I mean darn, I really though you were pregnant! lol
but cooking school sounds amazing and impressive! I would love to do it too…. but my hands are kind of full right now ;)
This recipe looks So good I want to eat the whole pan right now ;)
xo ella
Sherrie says
Hahaha, someday friend ;)
XOXO!!
Lori says
After years of gluten-free I was recently advised by my doctor to give up all flours, simple starches (yes, vegetables can be starches but I can still eat vegetables other than potatoes), any kind of cakey-floury goodness, EVEN GF. ugh. The medical reason isn’t important here but I want to say, Thanks! This gives me an easy and healthy way to have my “pasta dishes” and keep to my prescription. Many thanks.
Sherrie says
Lori –
You are so welcome. Living with a restricted diet isn’t always fun, I will attest to that!! But, feeling good + living healthy is just the best trade-off. This bean ‘pasta’ certainly isn’t real pasta by any means, but it IS a super satisfying way to enjoy the earth’s summer bounty. Afterall food is our fuel and it is meant to heal + nourish us. Thank you so much for reading my blog and stopping by to leave me such a wonderful comment.

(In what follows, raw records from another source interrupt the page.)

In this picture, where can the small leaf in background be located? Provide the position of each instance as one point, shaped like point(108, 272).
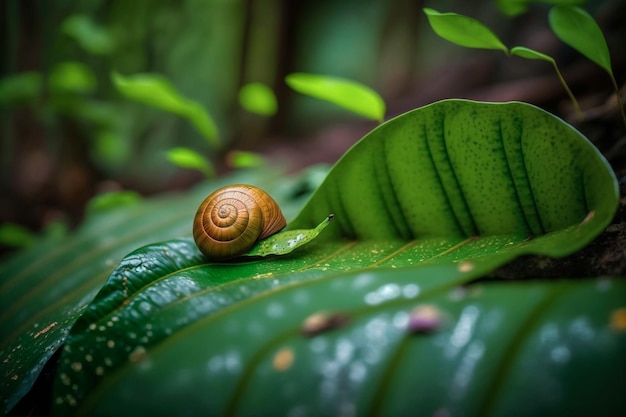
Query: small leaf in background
point(463, 30)
point(348, 94)
point(576, 27)
point(258, 98)
point(188, 158)
point(517, 7)
point(156, 91)
point(242, 159)
point(16, 236)
point(20, 88)
point(528, 53)
point(72, 77)
point(90, 36)
point(112, 200)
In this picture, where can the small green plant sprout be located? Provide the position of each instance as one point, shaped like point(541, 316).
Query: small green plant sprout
point(156, 91)
point(463, 30)
point(348, 94)
point(469, 32)
point(258, 98)
point(528, 53)
point(576, 28)
point(190, 159)
point(243, 159)
point(517, 7)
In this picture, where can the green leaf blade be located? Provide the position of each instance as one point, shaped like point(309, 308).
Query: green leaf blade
point(439, 201)
point(463, 30)
point(578, 29)
point(348, 94)
point(258, 98)
point(188, 158)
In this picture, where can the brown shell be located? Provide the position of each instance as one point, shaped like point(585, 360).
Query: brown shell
point(233, 218)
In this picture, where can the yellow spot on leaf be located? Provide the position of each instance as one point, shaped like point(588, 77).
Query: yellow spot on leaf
point(466, 266)
point(618, 320)
point(283, 359)
point(45, 330)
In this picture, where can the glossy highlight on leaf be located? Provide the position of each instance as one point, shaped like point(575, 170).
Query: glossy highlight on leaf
point(286, 242)
point(168, 327)
point(463, 30)
point(348, 94)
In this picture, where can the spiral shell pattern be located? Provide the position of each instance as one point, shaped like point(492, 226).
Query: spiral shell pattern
point(233, 218)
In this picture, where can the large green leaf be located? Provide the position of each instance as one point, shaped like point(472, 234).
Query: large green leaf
point(564, 195)
point(182, 335)
point(453, 181)
point(466, 172)
point(44, 290)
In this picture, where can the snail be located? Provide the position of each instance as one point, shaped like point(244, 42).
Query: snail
point(233, 218)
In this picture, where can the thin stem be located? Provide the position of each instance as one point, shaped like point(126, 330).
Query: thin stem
point(569, 92)
point(620, 103)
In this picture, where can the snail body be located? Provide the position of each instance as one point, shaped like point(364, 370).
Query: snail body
point(231, 219)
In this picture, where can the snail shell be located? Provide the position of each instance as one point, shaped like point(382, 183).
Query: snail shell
point(233, 218)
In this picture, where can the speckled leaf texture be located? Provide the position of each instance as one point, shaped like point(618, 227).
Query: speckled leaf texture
point(385, 313)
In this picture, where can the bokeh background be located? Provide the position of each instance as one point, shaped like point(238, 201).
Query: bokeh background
point(68, 135)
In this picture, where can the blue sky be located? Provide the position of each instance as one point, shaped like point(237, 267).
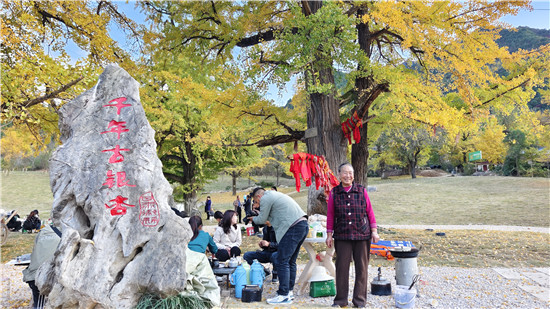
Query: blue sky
point(539, 18)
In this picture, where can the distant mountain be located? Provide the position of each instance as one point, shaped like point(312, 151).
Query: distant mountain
point(523, 37)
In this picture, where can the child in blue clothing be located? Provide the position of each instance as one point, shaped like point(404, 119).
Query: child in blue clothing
point(200, 240)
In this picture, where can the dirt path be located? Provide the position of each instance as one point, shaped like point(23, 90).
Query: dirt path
point(506, 228)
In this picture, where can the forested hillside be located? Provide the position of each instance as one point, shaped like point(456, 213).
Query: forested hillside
point(524, 37)
point(527, 39)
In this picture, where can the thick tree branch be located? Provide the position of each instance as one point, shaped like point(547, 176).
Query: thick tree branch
point(50, 95)
point(262, 60)
point(501, 94)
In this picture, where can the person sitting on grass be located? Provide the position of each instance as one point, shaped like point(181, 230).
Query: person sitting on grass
point(200, 240)
point(32, 222)
point(228, 237)
point(44, 248)
point(13, 225)
point(218, 215)
point(268, 254)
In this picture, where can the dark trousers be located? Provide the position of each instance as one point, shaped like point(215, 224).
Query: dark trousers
point(359, 250)
point(35, 293)
point(239, 210)
point(223, 255)
point(263, 256)
point(288, 249)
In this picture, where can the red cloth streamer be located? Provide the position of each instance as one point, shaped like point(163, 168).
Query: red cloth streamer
point(352, 125)
point(309, 167)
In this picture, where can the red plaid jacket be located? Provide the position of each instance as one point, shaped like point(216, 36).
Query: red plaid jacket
point(350, 215)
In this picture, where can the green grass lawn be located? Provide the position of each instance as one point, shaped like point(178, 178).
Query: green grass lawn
point(441, 201)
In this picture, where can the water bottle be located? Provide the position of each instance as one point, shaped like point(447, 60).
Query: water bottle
point(257, 273)
point(238, 279)
point(247, 268)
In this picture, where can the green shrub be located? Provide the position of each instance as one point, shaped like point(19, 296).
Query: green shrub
point(149, 301)
point(265, 184)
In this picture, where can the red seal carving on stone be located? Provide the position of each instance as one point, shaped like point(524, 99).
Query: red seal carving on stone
point(149, 214)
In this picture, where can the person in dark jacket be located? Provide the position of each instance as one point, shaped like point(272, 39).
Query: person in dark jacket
point(268, 252)
point(13, 225)
point(32, 222)
point(45, 245)
point(208, 207)
point(351, 227)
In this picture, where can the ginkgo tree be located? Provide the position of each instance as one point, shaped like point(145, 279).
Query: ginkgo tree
point(408, 52)
point(38, 73)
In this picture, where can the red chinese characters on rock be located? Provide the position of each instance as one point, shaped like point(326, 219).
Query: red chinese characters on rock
point(118, 206)
point(119, 104)
point(117, 157)
point(148, 210)
point(116, 127)
point(120, 181)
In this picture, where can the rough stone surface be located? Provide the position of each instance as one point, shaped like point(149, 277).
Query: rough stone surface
point(108, 258)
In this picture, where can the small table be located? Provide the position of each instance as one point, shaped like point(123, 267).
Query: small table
point(224, 271)
point(328, 264)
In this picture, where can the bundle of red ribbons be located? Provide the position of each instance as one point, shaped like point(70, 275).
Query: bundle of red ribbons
point(311, 166)
point(352, 125)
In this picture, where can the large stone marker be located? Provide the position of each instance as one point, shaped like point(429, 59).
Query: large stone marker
point(120, 237)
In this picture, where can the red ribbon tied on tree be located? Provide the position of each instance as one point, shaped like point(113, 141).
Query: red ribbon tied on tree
point(353, 125)
point(309, 167)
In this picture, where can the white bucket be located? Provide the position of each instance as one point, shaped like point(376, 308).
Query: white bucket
point(404, 298)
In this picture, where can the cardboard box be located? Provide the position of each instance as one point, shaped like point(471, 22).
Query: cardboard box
point(322, 288)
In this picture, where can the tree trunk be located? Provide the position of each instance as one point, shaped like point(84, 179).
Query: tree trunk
point(329, 142)
point(360, 158)
point(367, 90)
point(323, 117)
point(234, 176)
point(412, 165)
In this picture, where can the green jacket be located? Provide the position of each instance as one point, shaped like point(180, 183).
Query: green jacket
point(45, 245)
point(279, 209)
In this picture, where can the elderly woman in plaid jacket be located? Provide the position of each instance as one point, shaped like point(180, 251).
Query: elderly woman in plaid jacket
point(351, 226)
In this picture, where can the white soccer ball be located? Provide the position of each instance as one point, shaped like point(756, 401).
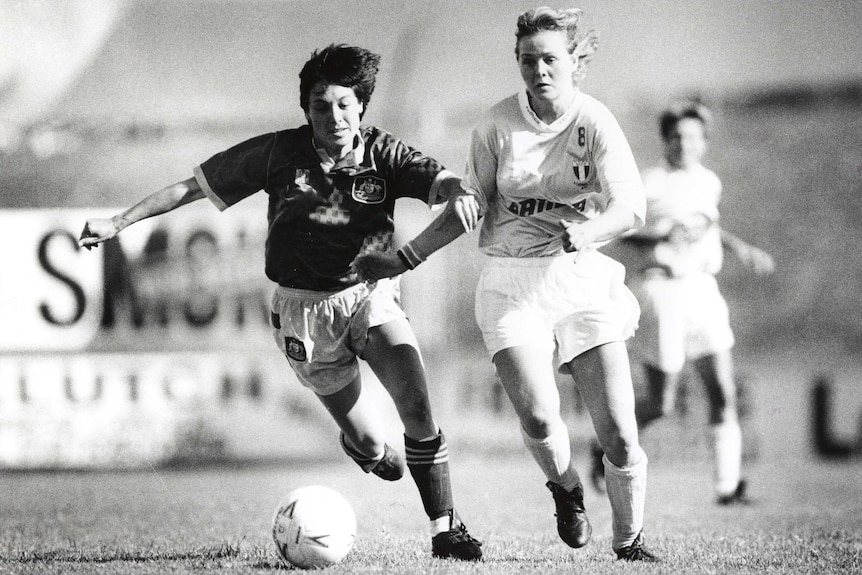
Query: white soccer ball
point(314, 527)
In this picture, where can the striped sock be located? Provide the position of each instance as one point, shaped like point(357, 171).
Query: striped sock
point(428, 462)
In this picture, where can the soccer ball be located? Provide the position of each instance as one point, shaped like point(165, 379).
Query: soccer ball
point(313, 527)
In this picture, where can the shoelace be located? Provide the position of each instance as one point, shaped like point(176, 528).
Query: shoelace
point(460, 535)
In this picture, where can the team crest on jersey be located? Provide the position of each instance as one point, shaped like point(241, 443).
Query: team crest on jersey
point(295, 349)
point(582, 171)
point(369, 189)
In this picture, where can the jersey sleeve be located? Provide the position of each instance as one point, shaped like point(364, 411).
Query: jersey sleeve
point(236, 173)
point(481, 176)
point(414, 175)
point(617, 168)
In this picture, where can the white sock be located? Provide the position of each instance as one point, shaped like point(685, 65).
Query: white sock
point(441, 524)
point(554, 456)
point(727, 448)
point(627, 494)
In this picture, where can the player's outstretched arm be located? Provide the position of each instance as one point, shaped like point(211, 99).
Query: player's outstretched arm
point(98, 230)
point(461, 215)
point(755, 258)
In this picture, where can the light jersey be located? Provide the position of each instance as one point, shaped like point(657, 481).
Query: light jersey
point(529, 175)
point(682, 219)
point(321, 214)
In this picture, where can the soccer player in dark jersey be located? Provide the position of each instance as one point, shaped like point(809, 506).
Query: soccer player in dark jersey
point(332, 186)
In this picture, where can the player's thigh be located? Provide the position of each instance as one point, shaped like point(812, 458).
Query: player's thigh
point(355, 412)
point(716, 373)
point(526, 374)
point(393, 354)
point(603, 376)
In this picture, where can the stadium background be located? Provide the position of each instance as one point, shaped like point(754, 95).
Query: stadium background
point(102, 102)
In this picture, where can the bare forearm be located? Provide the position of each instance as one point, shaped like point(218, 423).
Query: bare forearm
point(442, 231)
point(612, 223)
point(167, 199)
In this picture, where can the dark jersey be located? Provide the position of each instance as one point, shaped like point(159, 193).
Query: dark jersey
point(320, 220)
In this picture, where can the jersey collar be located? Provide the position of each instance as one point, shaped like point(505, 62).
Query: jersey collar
point(557, 125)
point(350, 164)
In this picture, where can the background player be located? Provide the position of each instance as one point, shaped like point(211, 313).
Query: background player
point(332, 186)
point(671, 263)
point(554, 175)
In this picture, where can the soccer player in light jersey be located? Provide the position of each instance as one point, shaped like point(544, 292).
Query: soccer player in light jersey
point(672, 262)
point(554, 177)
point(332, 186)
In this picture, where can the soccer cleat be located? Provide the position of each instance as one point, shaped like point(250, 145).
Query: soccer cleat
point(637, 552)
point(573, 526)
point(456, 543)
point(390, 468)
point(597, 467)
point(737, 497)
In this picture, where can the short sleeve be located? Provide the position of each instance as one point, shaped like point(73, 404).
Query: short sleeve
point(236, 173)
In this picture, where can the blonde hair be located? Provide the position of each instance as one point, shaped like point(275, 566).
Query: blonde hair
point(581, 45)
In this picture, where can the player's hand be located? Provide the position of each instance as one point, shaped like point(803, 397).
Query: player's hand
point(760, 262)
point(96, 231)
point(372, 266)
point(466, 208)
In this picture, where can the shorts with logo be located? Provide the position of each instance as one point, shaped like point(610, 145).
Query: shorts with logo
point(554, 303)
point(682, 318)
point(323, 333)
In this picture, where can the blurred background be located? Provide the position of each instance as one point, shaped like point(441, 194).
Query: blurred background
point(155, 349)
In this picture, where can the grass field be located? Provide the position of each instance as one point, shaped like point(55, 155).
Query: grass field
point(807, 518)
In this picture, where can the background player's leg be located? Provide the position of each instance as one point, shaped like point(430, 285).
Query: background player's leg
point(660, 397)
point(716, 372)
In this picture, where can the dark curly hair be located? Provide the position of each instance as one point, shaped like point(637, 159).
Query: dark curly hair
point(340, 65)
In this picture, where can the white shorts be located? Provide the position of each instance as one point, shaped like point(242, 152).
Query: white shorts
point(681, 319)
point(555, 303)
point(322, 334)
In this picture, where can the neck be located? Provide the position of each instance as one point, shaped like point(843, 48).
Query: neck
point(550, 110)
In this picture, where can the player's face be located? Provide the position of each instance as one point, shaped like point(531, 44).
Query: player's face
point(334, 112)
point(686, 143)
point(546, 66)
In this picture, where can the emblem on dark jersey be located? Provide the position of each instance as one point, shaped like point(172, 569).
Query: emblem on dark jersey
point(369, 189)
point(582, 171)
point(295, 349)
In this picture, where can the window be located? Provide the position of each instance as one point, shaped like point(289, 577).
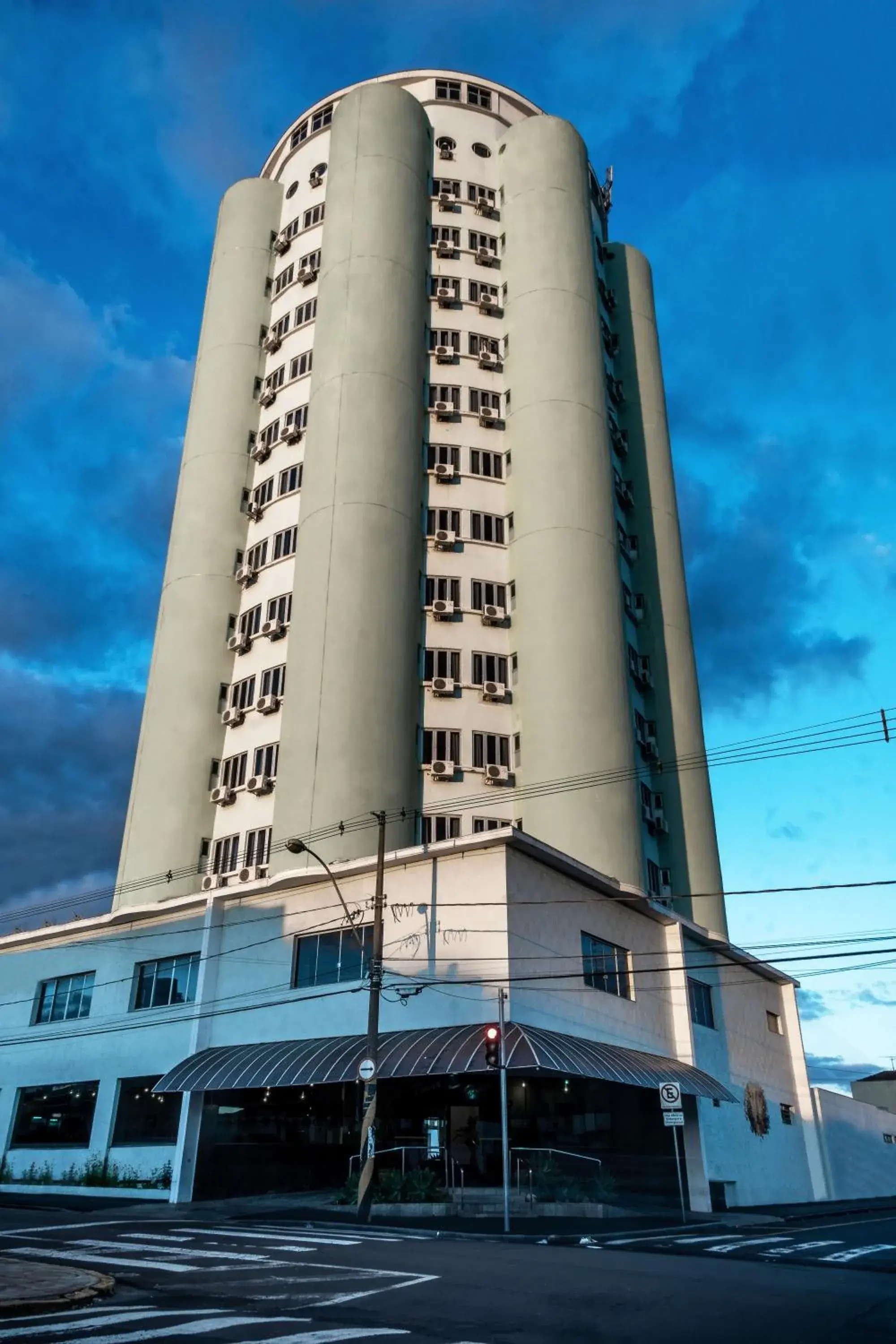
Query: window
point(481, 401)
point(54, 1116)
point(281, 608)
point(440, 519)
point(306, 312)
point(441, 393)
point(284, 279)
point(487, 464)
point(439, 589)
point(440, 828)
point(65, 998)
point(172, 980)
point(478, 97)
point(605, 967)
point(257, 847)
point(441, 663)
point(143, 1116)
point(233, 772)
point(291, 480)
point(491, 749)
point(441, 745)
point(487, 527)
point(242, 694)
point(445, 455)
point(275, 681)
point(331, 959)
point(302, 365)
point(225, 855)
point(489, 667)
point(265, 760)
point(700, 1003)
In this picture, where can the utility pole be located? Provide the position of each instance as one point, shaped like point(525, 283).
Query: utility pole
point(505, 1146)
point(369, 1065)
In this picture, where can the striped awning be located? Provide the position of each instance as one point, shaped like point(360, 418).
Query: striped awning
point(431, 1053)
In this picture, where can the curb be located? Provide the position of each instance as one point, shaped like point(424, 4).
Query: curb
point(103, 1287)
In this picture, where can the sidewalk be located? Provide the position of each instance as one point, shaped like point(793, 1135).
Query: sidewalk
point(27, 1287)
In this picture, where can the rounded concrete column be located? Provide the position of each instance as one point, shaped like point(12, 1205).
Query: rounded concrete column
point(349, 733)
point(573, 695)
point(694, 851)
point(170, 812)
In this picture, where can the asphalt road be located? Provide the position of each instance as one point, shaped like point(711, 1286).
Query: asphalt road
point(284, 1283)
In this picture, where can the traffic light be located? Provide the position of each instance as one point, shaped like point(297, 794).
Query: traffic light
point(493, 1047)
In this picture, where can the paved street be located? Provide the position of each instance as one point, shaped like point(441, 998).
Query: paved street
point(288, 1283)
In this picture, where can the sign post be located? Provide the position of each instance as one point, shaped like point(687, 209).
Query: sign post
point(673, 1117)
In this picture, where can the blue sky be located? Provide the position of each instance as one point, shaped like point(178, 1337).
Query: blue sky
point(754, 154)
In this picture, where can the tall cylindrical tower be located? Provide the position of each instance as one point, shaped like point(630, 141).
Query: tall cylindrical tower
point(573, 695)
point(349, 742)
point(181, 736)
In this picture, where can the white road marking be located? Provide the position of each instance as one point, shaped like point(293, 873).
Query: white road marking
point(855, 1252)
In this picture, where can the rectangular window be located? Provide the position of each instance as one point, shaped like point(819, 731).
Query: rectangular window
point(440, 589)
point(478, 97)
point(171, 980)
point(487, 594)
point(302, 365)
point(440, 519)
point(281, 608)
point(285, 543)
point(491, 749)
point(65, 998)
point(487, 464)
point(332, 959)
point(143, 1116)
point(257, 847)
point(441, 745)
point(489, 667)
point(56, 1116)
point(605, 967)
point(233, 772)
point(441, 663)
point(700, 1003)
point(487, 527)
point(306, 314)
point(285, 277)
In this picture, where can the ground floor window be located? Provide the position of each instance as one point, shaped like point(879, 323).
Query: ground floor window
point(56, 1116)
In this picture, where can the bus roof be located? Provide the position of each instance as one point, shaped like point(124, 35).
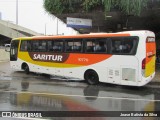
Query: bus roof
point(92, 35)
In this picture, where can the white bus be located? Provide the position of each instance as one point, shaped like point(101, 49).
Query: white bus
point(124, 58)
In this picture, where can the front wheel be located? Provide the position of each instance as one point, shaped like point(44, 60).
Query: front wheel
point(91, 77)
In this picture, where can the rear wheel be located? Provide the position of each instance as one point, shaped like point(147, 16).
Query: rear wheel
point(91, 77)
point(26, 68)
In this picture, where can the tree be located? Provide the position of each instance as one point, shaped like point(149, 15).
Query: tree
point(129, 7)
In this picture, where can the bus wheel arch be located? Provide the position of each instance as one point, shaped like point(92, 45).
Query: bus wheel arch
point(91, 76)
point(25, 67)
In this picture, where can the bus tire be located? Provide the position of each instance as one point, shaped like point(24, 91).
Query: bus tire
point(25, 67)
point(91, 77)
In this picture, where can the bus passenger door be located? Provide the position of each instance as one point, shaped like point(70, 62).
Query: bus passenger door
point(14, 50)
point(150, 56)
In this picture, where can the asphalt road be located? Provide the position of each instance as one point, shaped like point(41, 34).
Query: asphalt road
point(36, 92)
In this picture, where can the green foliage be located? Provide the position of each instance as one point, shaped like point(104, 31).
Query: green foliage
point(133, 7)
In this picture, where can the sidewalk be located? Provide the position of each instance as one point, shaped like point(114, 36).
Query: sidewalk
point(4, 56)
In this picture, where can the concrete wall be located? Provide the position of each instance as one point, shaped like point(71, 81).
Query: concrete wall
point(4, 56)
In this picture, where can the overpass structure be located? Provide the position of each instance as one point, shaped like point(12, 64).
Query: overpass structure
point(9, 30)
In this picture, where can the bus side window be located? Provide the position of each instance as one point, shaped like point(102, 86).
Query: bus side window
point(25, 46)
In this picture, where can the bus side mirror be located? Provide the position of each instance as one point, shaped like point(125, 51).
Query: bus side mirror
point(7, 47)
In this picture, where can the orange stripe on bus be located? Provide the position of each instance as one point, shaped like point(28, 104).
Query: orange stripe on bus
point(86, 59)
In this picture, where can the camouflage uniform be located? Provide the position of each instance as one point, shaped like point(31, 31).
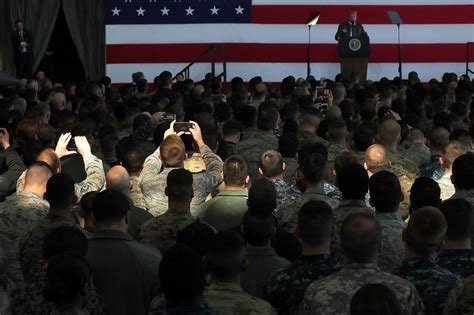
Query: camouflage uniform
point(334, 150)
point(345, 208)
point(333, 294)
point(230, 299)
point(285, 288)
point(290, 171)
point(393, 248)
point(418, 153)
point(31, 243)
point(461, 298)
point(305, 137)
point(406, 171)
point(17, 214)
point(252, 149)
point(153, 181)
point(29, 299)
point(431, 281)
point(287, 213)
point(161, 231)
point(432, 169)
point(226, 210)
point(446, 186)
point(467, 195)
point(332, 191)
point(282, 189)
point(136, 193)
point(459, 261)
point(248, 133)
point(94, 181)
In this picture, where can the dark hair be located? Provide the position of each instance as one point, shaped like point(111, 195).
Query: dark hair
point(459, 217)
point(110, 206)
point(353, 181)
point(375, 299)
point(60, 191)
point(463, 172)
point(425, 231)
point(314, 168)
point(133, 160)
point(87, 201)
point(262, 196)
point(179, 184)
point(223, 112)
point(315, 222)
point(462, 136)
point(271, 163)
point(288, 145)
point(361, 237)
point(309, 149)
point(198, 236)
point(258, 227)
point(231, 128)
point(337, 129)
point(64, 239)
point(235, 171)
point(226, 254)
point(182, 274)
point(363, 137)
point(385, 191)
point(68, 273)
point(267, 117)
point(424, 192)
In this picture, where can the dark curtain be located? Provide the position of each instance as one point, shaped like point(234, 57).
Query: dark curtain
point(39, 17)
point(85, 19)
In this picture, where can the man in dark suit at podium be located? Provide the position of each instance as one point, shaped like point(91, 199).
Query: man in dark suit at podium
point(350, 28)
point(22, 42)
point(350, 35)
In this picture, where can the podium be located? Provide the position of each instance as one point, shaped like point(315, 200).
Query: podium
point(354, 55)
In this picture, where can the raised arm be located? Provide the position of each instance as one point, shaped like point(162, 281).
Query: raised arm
point(213, 162)
point(94, 168)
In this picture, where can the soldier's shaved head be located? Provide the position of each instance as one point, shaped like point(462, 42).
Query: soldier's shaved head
point(376, 159)
point(226, 255)
point(416, 136)
point(425, 231)
point(361, 237)
point(37, 175)
point(389, 132)
point(50, 157)
point(438, 139)
point(117, 178)
point(172, 151)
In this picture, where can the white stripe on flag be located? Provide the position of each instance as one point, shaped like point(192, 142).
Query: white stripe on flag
point(359, 2)
point(278, 33)
point(275, 72)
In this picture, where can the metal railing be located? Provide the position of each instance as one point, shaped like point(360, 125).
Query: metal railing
point(468, 44)
point(212, 51)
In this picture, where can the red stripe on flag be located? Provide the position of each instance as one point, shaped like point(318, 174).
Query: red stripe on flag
point(367, 14)
point(184, 53)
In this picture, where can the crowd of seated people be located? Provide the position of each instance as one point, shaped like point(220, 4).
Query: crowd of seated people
point(242, 198)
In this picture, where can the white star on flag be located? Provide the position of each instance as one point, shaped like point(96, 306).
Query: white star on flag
point(165, 11)
point(215, 11)
point(189, 11)
point(140, 12)
point(239, 10)
point(116, 11)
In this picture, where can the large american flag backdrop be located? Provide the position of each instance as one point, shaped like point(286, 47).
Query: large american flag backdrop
point(269, 38)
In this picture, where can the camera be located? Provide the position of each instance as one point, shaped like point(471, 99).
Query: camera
point(182, 126)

Keep rockin’ + fighting the good fight,
XO SHERRIE
Katherine B says
I made this recipe! I used a mix of cherry and roma tomatoes that I grew, because I didn’t have enough ripe cherries, and it worked out wonderfully! I didn’t add the 1/2 cup water because the sauce was watery already (maybe I have very juicy tomatoes?) BUT I did add a splash of white wine because I felt like it. Fab recipe. I served it with creamy millet, which helped absorb some of the extra liquid. I also ground up sesame seeds, nutritional yeast, herbs de provence, and salt and sprinkled that mix on top (it’s like a vegan parm.)